My first outing of 2022 was on a Thursday in January. The cold temps and  wind had been sucked or blown to some other latitude. My locality was to reach 33 degrees with calm winds. Perfectly acceptable conditions to sneak away into the snowy woodlands and escape the shack nasties. 

The previous weeks had been typical January cold. Numerous sub zero nights followed by single digit highs during the day. This unfortunate monontony is the norm of daily life in the Northern Driftless. Another angry winter was shaping up in 2021-22 and there would be few chances to angle without old man winter testing my resolve for freezing fingers or ice filled guides.
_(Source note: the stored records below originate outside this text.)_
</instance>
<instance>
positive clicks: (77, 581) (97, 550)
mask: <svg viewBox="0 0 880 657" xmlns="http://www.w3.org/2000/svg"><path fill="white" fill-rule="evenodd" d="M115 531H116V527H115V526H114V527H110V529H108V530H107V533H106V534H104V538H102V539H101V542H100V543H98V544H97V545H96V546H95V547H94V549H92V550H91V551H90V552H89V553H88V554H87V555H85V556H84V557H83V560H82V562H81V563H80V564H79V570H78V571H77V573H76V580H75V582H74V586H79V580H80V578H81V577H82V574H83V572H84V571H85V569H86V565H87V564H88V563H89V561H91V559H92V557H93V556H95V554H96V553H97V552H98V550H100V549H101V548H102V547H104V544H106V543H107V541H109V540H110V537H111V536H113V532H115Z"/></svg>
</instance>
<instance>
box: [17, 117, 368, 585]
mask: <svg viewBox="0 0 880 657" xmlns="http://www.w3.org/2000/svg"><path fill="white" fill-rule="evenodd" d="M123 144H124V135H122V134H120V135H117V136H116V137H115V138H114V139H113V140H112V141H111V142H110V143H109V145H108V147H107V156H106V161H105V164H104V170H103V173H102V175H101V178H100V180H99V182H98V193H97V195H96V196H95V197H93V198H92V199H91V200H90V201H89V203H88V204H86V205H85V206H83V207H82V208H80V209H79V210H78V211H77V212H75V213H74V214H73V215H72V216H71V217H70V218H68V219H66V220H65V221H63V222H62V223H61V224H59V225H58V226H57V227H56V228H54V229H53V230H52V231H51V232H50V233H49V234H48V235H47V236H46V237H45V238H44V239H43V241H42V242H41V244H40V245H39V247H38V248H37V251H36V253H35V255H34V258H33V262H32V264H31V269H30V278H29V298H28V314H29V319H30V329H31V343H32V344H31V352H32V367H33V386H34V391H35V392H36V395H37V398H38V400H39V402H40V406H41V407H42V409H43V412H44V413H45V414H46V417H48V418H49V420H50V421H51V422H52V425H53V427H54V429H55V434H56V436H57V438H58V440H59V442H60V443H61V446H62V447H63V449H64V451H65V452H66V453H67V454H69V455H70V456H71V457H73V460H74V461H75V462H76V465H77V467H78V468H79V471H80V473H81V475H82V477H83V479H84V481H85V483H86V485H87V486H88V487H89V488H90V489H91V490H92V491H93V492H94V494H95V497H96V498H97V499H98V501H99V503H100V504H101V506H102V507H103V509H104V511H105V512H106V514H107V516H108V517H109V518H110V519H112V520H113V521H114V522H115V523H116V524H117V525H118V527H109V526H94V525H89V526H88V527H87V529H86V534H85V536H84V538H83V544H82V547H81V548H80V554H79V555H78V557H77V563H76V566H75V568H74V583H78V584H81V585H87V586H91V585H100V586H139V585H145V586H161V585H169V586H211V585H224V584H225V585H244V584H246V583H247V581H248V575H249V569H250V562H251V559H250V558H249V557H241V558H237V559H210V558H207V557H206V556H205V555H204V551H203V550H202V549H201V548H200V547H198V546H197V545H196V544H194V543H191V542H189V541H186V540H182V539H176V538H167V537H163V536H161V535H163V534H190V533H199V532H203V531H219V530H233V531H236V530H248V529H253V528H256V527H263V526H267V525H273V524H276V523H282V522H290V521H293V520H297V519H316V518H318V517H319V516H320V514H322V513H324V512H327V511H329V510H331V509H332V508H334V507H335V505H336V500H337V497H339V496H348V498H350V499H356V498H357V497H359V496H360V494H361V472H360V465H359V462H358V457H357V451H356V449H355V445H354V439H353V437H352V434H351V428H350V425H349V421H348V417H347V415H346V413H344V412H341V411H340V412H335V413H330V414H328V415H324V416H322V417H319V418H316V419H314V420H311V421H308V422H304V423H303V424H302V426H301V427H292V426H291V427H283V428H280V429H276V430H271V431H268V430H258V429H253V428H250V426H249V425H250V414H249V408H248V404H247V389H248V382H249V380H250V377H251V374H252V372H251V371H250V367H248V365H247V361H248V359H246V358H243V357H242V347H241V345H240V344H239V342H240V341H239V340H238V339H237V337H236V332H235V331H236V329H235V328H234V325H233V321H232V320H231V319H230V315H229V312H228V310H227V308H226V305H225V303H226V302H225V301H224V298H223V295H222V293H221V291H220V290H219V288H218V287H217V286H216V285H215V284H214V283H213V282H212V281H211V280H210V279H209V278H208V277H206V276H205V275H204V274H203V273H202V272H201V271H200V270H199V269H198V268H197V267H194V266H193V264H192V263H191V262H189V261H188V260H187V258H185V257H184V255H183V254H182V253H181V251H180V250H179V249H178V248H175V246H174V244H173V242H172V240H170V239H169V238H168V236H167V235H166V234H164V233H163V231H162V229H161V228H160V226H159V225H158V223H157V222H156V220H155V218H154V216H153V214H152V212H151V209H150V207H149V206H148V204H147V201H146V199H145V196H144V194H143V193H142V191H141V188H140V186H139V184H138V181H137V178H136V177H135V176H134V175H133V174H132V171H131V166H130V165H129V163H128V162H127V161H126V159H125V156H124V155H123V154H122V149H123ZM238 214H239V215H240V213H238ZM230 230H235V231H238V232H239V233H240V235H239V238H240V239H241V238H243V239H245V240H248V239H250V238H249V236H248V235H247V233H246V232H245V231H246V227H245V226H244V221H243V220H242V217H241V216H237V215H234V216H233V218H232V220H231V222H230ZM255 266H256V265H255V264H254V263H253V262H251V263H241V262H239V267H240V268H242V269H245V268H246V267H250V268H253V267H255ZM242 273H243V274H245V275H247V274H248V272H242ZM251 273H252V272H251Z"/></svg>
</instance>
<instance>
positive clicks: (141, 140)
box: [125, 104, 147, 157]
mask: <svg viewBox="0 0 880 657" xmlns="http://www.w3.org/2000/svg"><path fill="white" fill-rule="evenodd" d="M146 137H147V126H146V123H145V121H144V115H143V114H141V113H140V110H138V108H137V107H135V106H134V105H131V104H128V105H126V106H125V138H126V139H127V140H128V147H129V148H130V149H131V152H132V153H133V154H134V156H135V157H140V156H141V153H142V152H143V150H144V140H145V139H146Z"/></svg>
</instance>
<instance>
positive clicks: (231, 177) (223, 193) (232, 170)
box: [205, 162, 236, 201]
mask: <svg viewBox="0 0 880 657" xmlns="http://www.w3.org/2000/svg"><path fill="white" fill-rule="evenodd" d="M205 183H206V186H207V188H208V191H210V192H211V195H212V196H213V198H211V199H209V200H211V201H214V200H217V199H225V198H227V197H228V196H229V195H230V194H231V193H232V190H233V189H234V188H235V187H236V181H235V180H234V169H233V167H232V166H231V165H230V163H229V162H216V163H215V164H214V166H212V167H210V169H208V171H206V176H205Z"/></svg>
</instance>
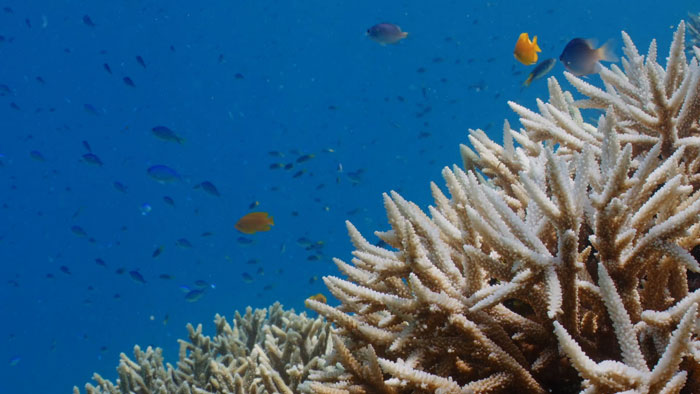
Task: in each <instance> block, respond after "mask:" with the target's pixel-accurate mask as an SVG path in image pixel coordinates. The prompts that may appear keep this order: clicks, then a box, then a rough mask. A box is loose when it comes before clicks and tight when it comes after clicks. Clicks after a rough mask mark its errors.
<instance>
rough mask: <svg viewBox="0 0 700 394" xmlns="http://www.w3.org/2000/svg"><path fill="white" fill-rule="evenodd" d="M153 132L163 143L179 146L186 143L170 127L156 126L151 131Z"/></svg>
mask: <svg viewBox="0 0 700 394" xmlns="http://www.w3.org/2000/svg"><path fill="white" fill-rule="evenodd" d="M151 132H152V133H153V135H155V136H156V137H158V138H159V139H161V140H163V141H170V142H177V143H178V144H182V143H183V142H185V140H184V139H183V138H182V137H180V136H179V135H177V134H176V133H175V132H174V131H172V130H171V129H170V128H169V127H165V126H156V127H154V128H152V129H151Z"/></svg>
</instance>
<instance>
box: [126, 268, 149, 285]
mask: <svg viewBox="0 0 700 394" xmlns="http://www.w3.org/2000/svg"><path fill="white" fill-rule="evenodd" d="M129 276H130V277H131V279H132V280H133V281H134V282H136V283H141V284H145V283H146V279H144V278H143V275H141V273H140V272H138V271H137V270H133V271H129Z"/></svg>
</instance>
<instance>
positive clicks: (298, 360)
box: [73, 303, 332, 394]
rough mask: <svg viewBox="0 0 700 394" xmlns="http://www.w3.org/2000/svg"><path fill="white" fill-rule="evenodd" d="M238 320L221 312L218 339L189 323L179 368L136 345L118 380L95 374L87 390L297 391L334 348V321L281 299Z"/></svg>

I was tickled silly as I daydreamed about that first tug on the line. It is amazing how that childish excitement returns every year when I am away, too long, from flowing water and the fish I fancy. There was another day  when conditions were favorable. I passed on the outing in favor of work,,,,but not again,,,,not today. I had my jam on and made the decision to extract myself from technology and go. Go to the place where fake news does not exist. Go to my solitude, my sanctuary, my sanity. Go fishing.

A short distance from my house my little dream stream flows. I can arrive in 10 minutes, fish for 2 or more hours and return home refreshed.

Considered an errand in my mind, like groceries or Menard’s, I like to run  this one at least a couple a time a week during the spring and summer. The river is small to medium sized by our standards and just being discovered by the masses. The trout are plentiful and plump. Mostly I know where they live. In the wintertime, the deep pools where the trout enjoy their slumber, mostly freeze over, but with clever tactics I can usually coax a few to hand.

As I drove along the rivers lower section, the prospects of playing in the water began to diminish. The cold winter weather had turned most of the water to ice. My eyes struggled to find moving water, or anything moving for that matter. I continued driving down stream towards the Mississippi in hopes my favorite spot would be fishable. This series of riffles, runs and pools would surely have some angling openings. Much to my surprise the majority of the river channel was cold and hard. Open water was seen sporadicly, but was isolated to the fast and shallow rocky runs and a few openings along the streams edge. As my eyes continued to scan what was shaping up to be the cold hard truth of winter trout fishing, my brain finally recognized why the stream channel appeared so unfamiliar.   

BEAVERS had built a dam spanning the entire river. The subzero temps of the past week had frozen the slow trickle of water that had flowed over the top of the structure to ice. A recent 2” inch snow had covered everything in white. The water upstream of the dam had been slowed to a snails pace and frozen as well. As I walked from the edge of the road to the edge of the stream I continued my investigation. I realized the bark had been chewed off dozens of trees. Branches littered the stream bed. The abrupt lines of the pointy aftermath of the fallen elms, willows and box elders had been softened by the newly fallen snow.

As I stood quietly behind the giant willow pictured above, marveling at the enormity of the task , I heard the rhythmic chattering of teeth on wood. Peering around the side of the tree, I saw the wide, squat, shiny, blob of brown, gnawing on its latest victim. I swear I could see the little pink tongue of the varmint as it ejected shards of wood from its tiny mouth to the forest floor. Earlier in the day I had spoken to a friend who had just been skiing the Vail area of Colorado and was so excited to tell me about the shirt he had purchased at Beaver Liquors  I broke out laughing and scared the beast away. I never got the photo.

Needless to say I did not wet a line that day. My time spent was both enjoyable and refreshing. I returned home from my errand with a bit of spring in my step. I am ever amazed by the felling technique and perserverence of the beaver and its ability as a crafter. My mind continues to wander back to the possible fate of my toothy brown friend come spring. The course of action the land owner may take will likely not favor Mr. Beaver. However, the spring rains may take care of the whole damn thing.